Структура остранения обнаруживается не только в выборе, точнее «конструкции», предмета влечения, но и в мельчайших деталях эротической игры, которая может быть описана на теоретическом языке формальной и структуральной поэтики. Смена «условностей», конвенций, то есть привычных взаимодействий, происходит мгновенно: вдруг кто-то вносит «новый пункт договора», иначе кладет руку, поворачивается на бок – и начинается новое взаимодействие, со своим спектром ощущений. Нигде конвенции не меняются так быстро, схватываясь безмолвно, на лету. Нигде любое движение так быстро не автоматизируется, требуя столь же мгновенной дезавтоматизации. Эрос – непрерывное остранение, то есть поиск странности, незнакомости, чуждости в партнере с целью все нового овладения им как чуждым себе. Это как если бы богач раздавал все свои богатства и потом, став нищим, заново начал бы их копить. Безумие собственника, жаждущего все потерять, чтобы заново все приобрести, – свойство любовника. Эротика есть не владение, а о-владение, многократное пересечение границ чужой территории, а значит, и потребность снова и снова превращать свое в чужое. Отстраняться от губ – и снова завоевывать их поцелуем.

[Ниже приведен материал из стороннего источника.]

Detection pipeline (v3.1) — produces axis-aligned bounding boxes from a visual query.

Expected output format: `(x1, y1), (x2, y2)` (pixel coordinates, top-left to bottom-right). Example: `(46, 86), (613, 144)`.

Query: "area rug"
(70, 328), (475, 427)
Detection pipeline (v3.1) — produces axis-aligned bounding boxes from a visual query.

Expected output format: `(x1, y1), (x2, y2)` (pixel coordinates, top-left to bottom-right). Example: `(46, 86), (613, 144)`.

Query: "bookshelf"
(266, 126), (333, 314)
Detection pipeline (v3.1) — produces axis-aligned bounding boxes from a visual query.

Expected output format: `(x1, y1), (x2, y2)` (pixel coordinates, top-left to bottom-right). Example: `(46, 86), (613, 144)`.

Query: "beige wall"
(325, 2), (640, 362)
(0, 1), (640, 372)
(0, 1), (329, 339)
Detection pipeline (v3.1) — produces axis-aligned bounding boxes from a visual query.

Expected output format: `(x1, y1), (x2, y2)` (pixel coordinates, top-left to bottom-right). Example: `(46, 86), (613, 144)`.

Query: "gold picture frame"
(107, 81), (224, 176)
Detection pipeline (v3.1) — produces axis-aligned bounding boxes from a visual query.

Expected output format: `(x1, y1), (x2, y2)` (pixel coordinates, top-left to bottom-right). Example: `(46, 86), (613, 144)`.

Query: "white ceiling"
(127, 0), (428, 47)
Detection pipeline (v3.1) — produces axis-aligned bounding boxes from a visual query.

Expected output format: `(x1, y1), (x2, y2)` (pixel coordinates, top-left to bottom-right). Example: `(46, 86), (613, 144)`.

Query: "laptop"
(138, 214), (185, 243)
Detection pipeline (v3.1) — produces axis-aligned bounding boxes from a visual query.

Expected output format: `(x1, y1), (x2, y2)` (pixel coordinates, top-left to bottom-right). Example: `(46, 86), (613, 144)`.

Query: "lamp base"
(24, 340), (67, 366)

В этом процессе зрение есть отчуждающий фактор, осязание – присваивающий. Игра отчуждения – присвоения осуществляется в смене созерцаний и прикосновений. Но и внутри каждого из этих двух восприятий ведется своя игра. Мой взгляд, который только что бродил по очертаниям другого тела, обозревая ту «чужую землю», на которую я вскоре вступлю завоевателем, вдруг перестает быть отчуждающе-соглядатайским, втягиваясь в воронку другого, желающего меня взгляда, растворяясь в нем. Когда глаза смотрят в глаза – это такой же способ взаимного касания зрением, как осязание тыльной стороной руки есть остранение кожей.

Таким образом, внутри эротологии очерчивается особый раздел – поэтика соития (которая примерно так же относится к эротологии в целом, как поэтика конкретного произведения – к литературоведению). В самой будничной и упорядоченной жизни есть свои маленькие авантюры. Каждая ночь имеет свой сюжет, захватывающий своей непредсказуемостью, свою связь эротем. То, чего так не хватает социально-профессиональной жизни большинства людей, погруженных в бытовую рутину, отчасти восполняется этими ночными авантюрами. У каждого соития есть своя композиция, свои мотивы и лейтмотивы, свое сцепление предметных деталей. Прикоснуться губами или поменять позу – это уже поворот сюжета, начало новой главы. Чередуются ускорение и замедление, работа и отдых, ритм и аритмичные паузы, дыхание и поцелуи, лопатки и плечи… При этом эротика создает свои типы условности, свои телесные гротески и фантазмы, свои гиперболы и литоты, для которых эротологии – с помощью теории искусства и словесности – еще предстоит выработать свой собственный язык.

Тело и плоть

В том, что мы любим и ласкаем, следует различать тело и плоть. Тело имеет форму – не только осязаемую, но и видимую. Плоть состоит из влажностей, гладкостей, теплот, изгибов – всего, что мы воспринимаем как осязаемое и осязающее нас. Мы знаем тело, мы видели его при свете дня – но мы еще не узнали его как плоть. Это плотское познание состоит из ощущений вкуса, запаха, осязания. Разница между телом и плотью – примерно такая же, какмежду фабулой и сюжетом.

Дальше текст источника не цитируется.